Desnudando nossos altares

    Um vídeo circula nas redes sociais com a imagem do papa Francisco aprontando uma das suas costumeiras brincadeiras. Aproxima-se de um altar, deposita algo sobre ele, o reverencia e, com ambas as mãos puxa-lhe a toalha, sem derrubar nem os grandes castiçais, nem o crucifixo. Depois se vira para os padres e bispos que o observam com olhares atônitos pela “proeza” e solta suas largas e contagiantes gargalhadas. Falso ou verdadeiro? Se montagem, seus idealizadores merecem aplausos. Se verdadeiro, é mais um gesto que bem caracteriza a personalidade alegre e extrovertida de um papa que contagia a todos. Mas as imagens são mais contundentes do que uma brincadeira pura e simples. Há algo questionador na subliminar mensagem do pequeno vídeo.
    Francisco está a puxar o tapete de muitos acomodados.
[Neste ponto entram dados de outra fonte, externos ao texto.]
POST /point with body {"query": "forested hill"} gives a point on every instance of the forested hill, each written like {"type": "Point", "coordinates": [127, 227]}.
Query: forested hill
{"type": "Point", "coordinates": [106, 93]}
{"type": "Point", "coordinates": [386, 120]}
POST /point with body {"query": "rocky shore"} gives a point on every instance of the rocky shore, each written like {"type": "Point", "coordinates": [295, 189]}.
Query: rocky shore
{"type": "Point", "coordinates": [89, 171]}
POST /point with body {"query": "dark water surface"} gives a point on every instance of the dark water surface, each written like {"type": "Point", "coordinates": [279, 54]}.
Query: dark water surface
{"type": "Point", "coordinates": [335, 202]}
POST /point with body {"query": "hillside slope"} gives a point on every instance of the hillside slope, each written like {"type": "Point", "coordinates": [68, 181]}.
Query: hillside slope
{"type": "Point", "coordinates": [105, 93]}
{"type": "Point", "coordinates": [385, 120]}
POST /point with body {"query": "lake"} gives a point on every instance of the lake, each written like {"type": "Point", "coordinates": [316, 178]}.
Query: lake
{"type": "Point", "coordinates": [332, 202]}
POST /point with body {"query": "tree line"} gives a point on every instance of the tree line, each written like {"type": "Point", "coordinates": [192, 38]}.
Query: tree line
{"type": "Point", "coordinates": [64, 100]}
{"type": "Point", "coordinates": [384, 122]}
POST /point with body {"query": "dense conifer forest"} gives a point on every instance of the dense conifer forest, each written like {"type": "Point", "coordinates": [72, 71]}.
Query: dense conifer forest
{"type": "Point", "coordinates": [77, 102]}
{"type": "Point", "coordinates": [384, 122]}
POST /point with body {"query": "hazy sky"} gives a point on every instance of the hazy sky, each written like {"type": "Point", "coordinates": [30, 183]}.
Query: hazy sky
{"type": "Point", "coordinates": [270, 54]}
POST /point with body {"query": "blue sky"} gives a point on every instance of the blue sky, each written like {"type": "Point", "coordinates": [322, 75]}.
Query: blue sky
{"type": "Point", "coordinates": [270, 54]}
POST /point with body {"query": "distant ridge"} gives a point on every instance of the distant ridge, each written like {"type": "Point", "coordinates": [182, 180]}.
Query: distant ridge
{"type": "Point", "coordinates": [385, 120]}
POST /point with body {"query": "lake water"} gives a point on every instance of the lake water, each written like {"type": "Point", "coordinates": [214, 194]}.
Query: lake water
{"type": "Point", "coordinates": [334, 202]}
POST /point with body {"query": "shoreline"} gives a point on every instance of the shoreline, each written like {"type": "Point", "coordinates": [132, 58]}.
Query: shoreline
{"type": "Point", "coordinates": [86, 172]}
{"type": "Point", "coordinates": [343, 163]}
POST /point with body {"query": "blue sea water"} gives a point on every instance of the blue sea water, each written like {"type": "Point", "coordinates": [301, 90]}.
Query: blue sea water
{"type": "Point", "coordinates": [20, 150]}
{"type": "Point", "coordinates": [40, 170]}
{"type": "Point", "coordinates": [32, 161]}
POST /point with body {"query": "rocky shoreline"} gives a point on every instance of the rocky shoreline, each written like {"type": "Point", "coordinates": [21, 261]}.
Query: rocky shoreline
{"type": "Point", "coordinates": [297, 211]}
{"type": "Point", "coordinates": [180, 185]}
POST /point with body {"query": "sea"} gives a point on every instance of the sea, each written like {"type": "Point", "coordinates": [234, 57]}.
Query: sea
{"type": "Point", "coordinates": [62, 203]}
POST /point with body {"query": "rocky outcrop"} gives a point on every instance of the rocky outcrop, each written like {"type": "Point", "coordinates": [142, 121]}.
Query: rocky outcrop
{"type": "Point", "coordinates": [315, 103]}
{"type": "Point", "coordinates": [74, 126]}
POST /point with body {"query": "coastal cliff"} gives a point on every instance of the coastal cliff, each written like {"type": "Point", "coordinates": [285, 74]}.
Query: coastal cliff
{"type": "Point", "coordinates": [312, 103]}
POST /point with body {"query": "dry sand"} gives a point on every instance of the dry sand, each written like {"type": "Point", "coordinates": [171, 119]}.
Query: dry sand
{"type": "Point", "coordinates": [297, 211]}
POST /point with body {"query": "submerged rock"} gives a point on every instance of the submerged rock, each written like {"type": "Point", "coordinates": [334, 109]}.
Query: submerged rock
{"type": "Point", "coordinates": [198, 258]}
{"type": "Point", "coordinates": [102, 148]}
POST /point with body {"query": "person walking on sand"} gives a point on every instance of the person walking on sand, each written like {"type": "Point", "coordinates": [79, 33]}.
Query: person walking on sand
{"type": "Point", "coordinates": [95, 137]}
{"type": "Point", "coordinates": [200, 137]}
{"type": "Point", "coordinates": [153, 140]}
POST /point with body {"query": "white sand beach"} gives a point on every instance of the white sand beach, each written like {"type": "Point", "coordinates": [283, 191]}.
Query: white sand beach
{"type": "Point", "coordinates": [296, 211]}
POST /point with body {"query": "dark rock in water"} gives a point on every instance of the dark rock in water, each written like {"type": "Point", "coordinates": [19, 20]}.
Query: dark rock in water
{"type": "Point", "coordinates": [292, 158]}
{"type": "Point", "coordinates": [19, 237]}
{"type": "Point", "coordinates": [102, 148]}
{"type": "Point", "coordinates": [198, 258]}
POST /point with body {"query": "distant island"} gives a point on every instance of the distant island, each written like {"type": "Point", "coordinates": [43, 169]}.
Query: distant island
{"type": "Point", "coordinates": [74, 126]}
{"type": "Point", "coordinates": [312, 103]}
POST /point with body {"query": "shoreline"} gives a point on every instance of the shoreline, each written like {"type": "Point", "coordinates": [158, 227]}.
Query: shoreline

Desnuda altares e simplifica a mensagem da cruz, sem ornatos, sem mordomias, sem incenso, mas nua e crua como o sítio ermo, solitário, arredio e tétrico que foi o monte Calvário. Ali nasceu a missão da Igreja. Na simplicidade de uma realidade de dor e abandono, sem outras motivações que não fossem o da entrega e submissão ao enredo da redenção. Aquele foi o primeiro altar do verdadeiro sacrifício de amor; todos os demais – por maiores e mais luxuosos que sejam, esculpidos em mármores e adornados com ouro ou forrados com linhos artisticamente trabalhados – não chegam aos pés do altar plantado na periferia de Jerusalém. São “figurantes” de uma história sem igual, memoriais de uma verdade.  Assim o papa derruba paredes e simplifica a missão da Igreja, a nossa missão: apontar ao mundo a singela imagem de um Cristo nu, despojado de tudo, até da própria dignidade humana, apenas e tão somente para nos provar seu Amor.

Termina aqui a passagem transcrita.